Driesell’s appeal is as rock-bottom as it gets: You can play the way you want on offense — as long as you play good defense — and you can do it in front of pro scouts.
“Every team in the NBA’s gonna come in here to play the Hawks,” Driesell drawls knowingly, “and they’re gonna come over watching practice.” That isn’t idle chatter; Driesell has sent 32 players to the NBA.
Representatives of a handful of NBA teams were at last weekend’s Trans America Athletic Conference tournament at the Georgia State Sports Arena. There was plenty of room for them. Saturday’s title game against Troy State drew 4,028 screaming fans to the third-floor gym, a TAAC Tournament record but still not anywhere near a sellout.
“This state,” says Driesell, seeing an opportunity to tweak the locals while promoting his Panthers, “has a problem with basketball anyway. If I was just a regular citizen here and I picked up the paper, lots of times I wouldn’t even know they played basketball here. You’ve got racing, you’ve got football, now you’ve got the Braves, they’ve got spring training or whatever.
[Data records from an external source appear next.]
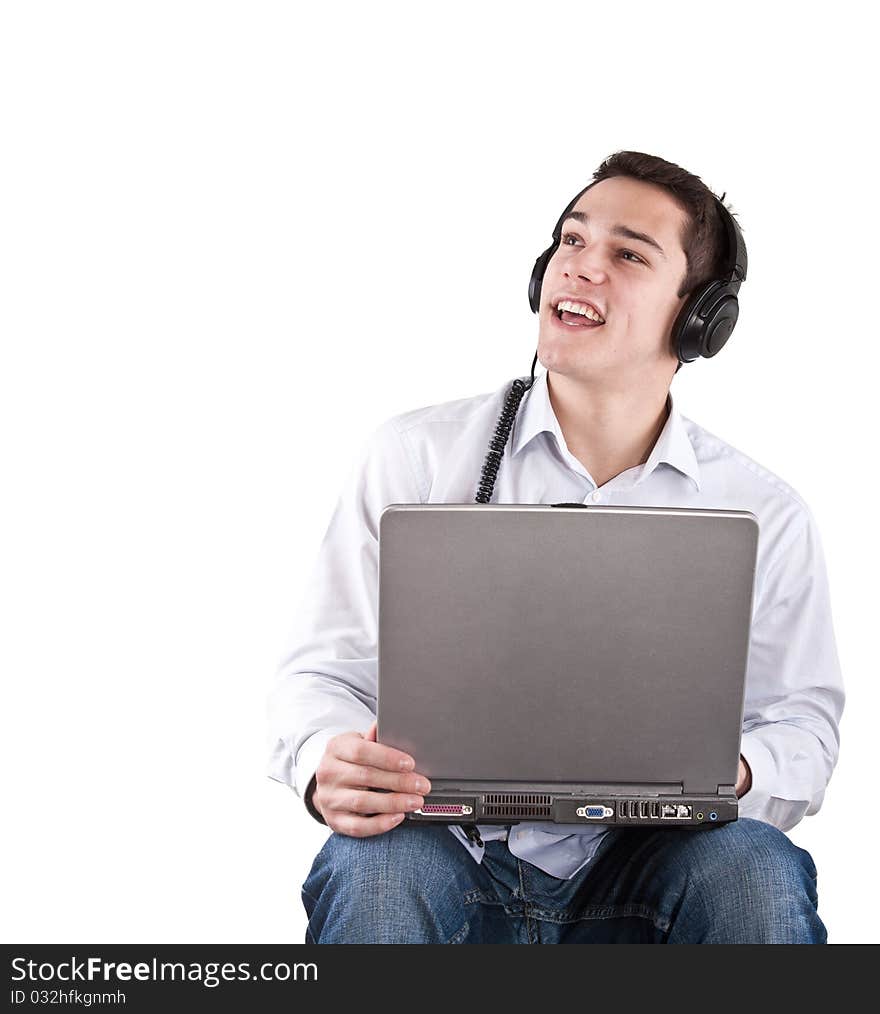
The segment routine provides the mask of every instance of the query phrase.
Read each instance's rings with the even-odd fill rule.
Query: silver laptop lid
[[[392,505],[378,738],[432,781],[736,780],[748,511]]]

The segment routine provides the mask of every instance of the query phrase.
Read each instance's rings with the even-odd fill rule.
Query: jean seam
[[[525,883],[523,882],[523,865],[522,865],[522,860],[521,859],[517,859],[517,861],[516,861],[516,869],[517,869],[517,873],[519,874],[519,893],[520,893],[520,895],[522,897],[523,916],[525,917],[525,920],[526,920],[526,936],[528,937],[528,941],[529,941],[530,944],[536,944],[536,943],[539,943],[538,927],[536,925],[534,925],[534,922],[533,922],[533,920],[531,918],[531,914],[530,913],[531,913],[532,906],[529,903],[529,900],[526,898],[526,887],[525,887]],[[533,929],[534,929],[534,933],[532,933]],[[532,939],[533,936],[534,936],[534,939]]]
[[[584,908],[579,911],[566,909],[562,912],[553,909],[529,906],[529,911],[536,919],[559,925],[575,922],[587,922],[591,919],[646,919],[661,933],[669,932],[669,920],[656,909],[638,903],[629,905],[602,905],[595,908]]]
[[[461,929],[457,933],[454,933],[446,941],[446,943],[447,944],[458,944],[458,943],[461,943],[461,941],[464,940],[464,938],[468,935],[468,932],[470,931],[470,928],[471,928],[471,924],[469,922],[466,922],[464,924],[464,926],[462,926]]]
[[[312,895],[309,894],[309,892],[304,887],[300,888],[300,893],[301,893],[301,895],[302,895],[303,898],[308,898],[309,901],[312,903],[312,912],[314,912],[315,909],[318,907],[318,899],[317,898],[313,898]],[[305,908],[305,902],[303,902],[303,908]],[[309,939],[309,938],[311,938],[311,939]],[[315,939],[315,934],[312,933],[312,919],[311,919],[311,916],[307,916],[307,920],[306,920],[306,943],[307,944],[309,944],[309,943],[317,944],[317,942],[318,941]]]

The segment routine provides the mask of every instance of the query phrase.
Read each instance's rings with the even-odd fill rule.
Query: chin
[[[594,376],[609,364],[596,349],[585,348],[577,340],[565,341],[556,335],[538,338],[538,362],[545,370],[565,377]]]

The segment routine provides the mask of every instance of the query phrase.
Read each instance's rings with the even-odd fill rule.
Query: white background
[[[735,335],[673,390],[817,520],[849,697],[792,837],[830,938],[877,940],[860,10],[2,6],[7,942],[303,939],[326,831],[264,707],[345,475],[389,416],[528,372],[534,259],[621,148],[744,230]]]

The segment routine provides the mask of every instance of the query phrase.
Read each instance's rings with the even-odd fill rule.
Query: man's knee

So I think basketball needs to get a little jack in the arm up around here in Atlanta.
“We don’t draw as well as we should.” (Lefty’s in a groove now.) “I mean, we’ve got an outstanding team and we didn’t have one sellout this year. Georgia Tech only has two sellouts and they’ve got a pretty good team. And Georgia has an excellent team, I don’t think they’ve had but one or two sellouts. So we need to get the people around here recognizing good basketball. Not just here but at Georgia and Georgia Tech and everywhere. Course, I’m in favor of us over those two.”
Driesell wouldn’t be the first transplant to notice that this is a town of front-runners in every category. That’s one reason Georgia State is toying with the idea of changing conferences. Driesell drops the Big East, with its hordes of fans, in conversation.
The Big East? That’s hard to believe. But would you put such a coup past a coach who’s had only two losing seasons in 45 years? The man who’s the winningest active coach in Division I?
That change of allegiance, if it ever happens, is down the road. Driesell’s immediate focus is the NCAA Tournament. He began experimenting with zone defenses in last Thursday’s quarterfinal blow-out of Florida Atlantic. “I like to do something different when we get into a tournament,” he said post-game. “Show ‘em something new. Especially if we get into the NCAA Tournament.”
Well, they’re there, earning an auto-matic invitation to the NCAA Tournament with their 79-55 win over Troy State. The TAAC Championship is great, but that isn’t the goal. Nor is a first-round NCAA Tournament win. “We’re not afraid of anybody,” Driesell says, “so I’m looking forward to the playoffs.”
And remember, Lefty Driesell is a coach for whom the word “crafty” was invented.